Well, if you are making side-hustle money now using online models that, critically, you could also run at home, then it sounds like it’s just a matter of numbers. Oh and, unless you spend a lot more than 5k, your local model will still be slower than the online model. What’s your estimated ROI?

Assuming that’s not true based on your phrasing, you’d be shooting yourself in the foot. Start using online models with the same quant at least benchmark as what you could run at home. Prepare for the at home model to be slower.

no one is making money side-hustling ai models. This is like reddit wet dream. get real, dont get scammed by ppl selling you these dreams.

Mac, DGX Spark, and a Framework Desktop / Ryzen AI Max 395 (ie Strix Halo) will not give you great performance running LLMs. One benefit of the Spark over the others is you can easily link up to 4 of them. Only MoE (sparse) models will be usable. Even if you can run some massive models, they will crawl. You're better off running one or more GPU cards.

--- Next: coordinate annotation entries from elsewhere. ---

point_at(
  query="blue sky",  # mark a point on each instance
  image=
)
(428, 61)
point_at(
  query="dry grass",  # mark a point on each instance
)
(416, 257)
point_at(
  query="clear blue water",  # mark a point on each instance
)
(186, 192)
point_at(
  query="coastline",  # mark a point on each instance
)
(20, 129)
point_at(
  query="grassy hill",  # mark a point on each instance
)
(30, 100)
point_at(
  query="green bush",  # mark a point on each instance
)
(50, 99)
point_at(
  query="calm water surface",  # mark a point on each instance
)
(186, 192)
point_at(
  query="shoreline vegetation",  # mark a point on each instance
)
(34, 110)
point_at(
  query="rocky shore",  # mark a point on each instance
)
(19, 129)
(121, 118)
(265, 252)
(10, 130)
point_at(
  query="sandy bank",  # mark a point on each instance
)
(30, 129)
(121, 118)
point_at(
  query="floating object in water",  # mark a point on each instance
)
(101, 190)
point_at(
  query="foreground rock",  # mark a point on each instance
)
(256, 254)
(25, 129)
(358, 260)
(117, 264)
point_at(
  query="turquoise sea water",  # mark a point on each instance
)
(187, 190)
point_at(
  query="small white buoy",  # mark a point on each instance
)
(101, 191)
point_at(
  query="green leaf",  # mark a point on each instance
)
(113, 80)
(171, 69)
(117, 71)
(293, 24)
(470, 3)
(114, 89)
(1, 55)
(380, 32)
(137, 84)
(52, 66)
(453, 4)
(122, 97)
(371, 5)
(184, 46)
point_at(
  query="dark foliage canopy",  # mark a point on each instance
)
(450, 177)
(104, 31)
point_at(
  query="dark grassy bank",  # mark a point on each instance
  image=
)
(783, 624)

You probably want to try renting some time on a dedicated box with roughly the specs you’re considering and running the open models for a bit to see if you would actually use them before dropping a lot on local hardware. A 128 gig MacBook Pro isn’t going to get you an amazing model, and certainly not amazing speed. GLM 5.2 wants something like 350+ gigs at fp4 iirc.

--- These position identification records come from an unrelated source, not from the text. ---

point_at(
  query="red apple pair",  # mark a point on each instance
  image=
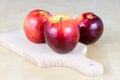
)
(61, 32)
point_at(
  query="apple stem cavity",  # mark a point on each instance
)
(90, 16)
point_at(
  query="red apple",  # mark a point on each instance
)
(61, 33)
(90, 26)
(34, 25)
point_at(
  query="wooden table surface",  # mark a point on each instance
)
(106, 50)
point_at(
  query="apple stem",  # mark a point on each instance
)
(60, 19)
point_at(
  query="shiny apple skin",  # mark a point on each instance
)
(34, 25)
(62, 37)
(91, 27)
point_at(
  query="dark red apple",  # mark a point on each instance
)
(61, 33)
(90, 26)
(34, 25)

I ran glm 5.2 on rented 8x h200 it could only do 2x concurrency at a cost of $40 an hour. It felt great but dang I wish it was cheaper... It needs 750 at fp8

what was the concurrency limitation? that node should be able to support a lot more

> You probably want to try renting some time on a dedicated box with roughly the specs you’re considering and running the open models

You don't even need to go that far. For example, with Exoscale Dedicated Inference[1] you just point it at the Hugging Face for the model and quantisation you want to test and it automagically spits out an OpenAI-compatible API endpoint.

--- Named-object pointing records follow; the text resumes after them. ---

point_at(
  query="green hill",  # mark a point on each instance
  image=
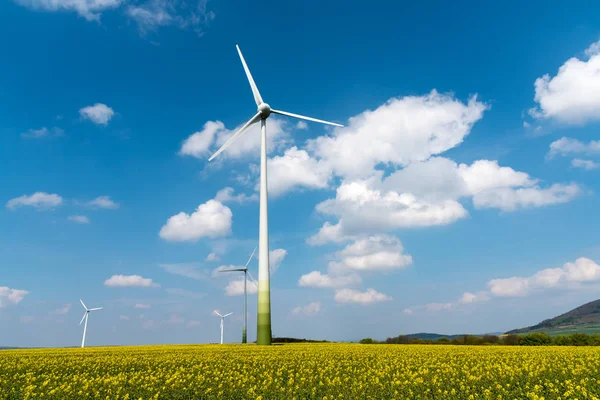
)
(583, 319)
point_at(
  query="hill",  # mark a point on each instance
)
(583, 319)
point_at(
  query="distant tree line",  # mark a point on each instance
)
(529, 339)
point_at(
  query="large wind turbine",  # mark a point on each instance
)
(263, 330)
(246, 273)
(222, 320)
(85, 316)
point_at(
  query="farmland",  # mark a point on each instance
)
(302, 371)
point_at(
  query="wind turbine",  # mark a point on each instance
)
(246, 273)
(85, 316)
(263, 330)
(222, 319)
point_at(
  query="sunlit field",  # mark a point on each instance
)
(302, 371)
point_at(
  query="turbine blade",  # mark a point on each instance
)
(306, 118)
(255, 91)
(251, 255)
(236, 135)
(252, 279)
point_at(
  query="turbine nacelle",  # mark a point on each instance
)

[1] https://www.exoscale.com/ai-cloud-infrastructure/dedicated-i...

(I have no relationship with Exoscale, this particular product just crossed my radar recently)

I think they're just suggesting renting as a way to test that the hardware they're considering purchasing would actually be able to do what they need.

> I think they're just suggesting renting as a way to test

Well, yes, I understood that.

Which is why I started with the words "You don't even need to go that far.".

To re-phrase what I said in clearer terms:

Instead of renting an instance, then messing around with configuring Linux and whatever via SSH or Ansible or whatever. Just point a Hugging Face link at this magic service and get a ready-to-go API back. Enabling you to test your desired model spec with minimum fuss.

Ultimately the guy wants his own hardware. So why waste time messing around with someone else's VM if you just want to test a specific model spec. That is the TL;DR.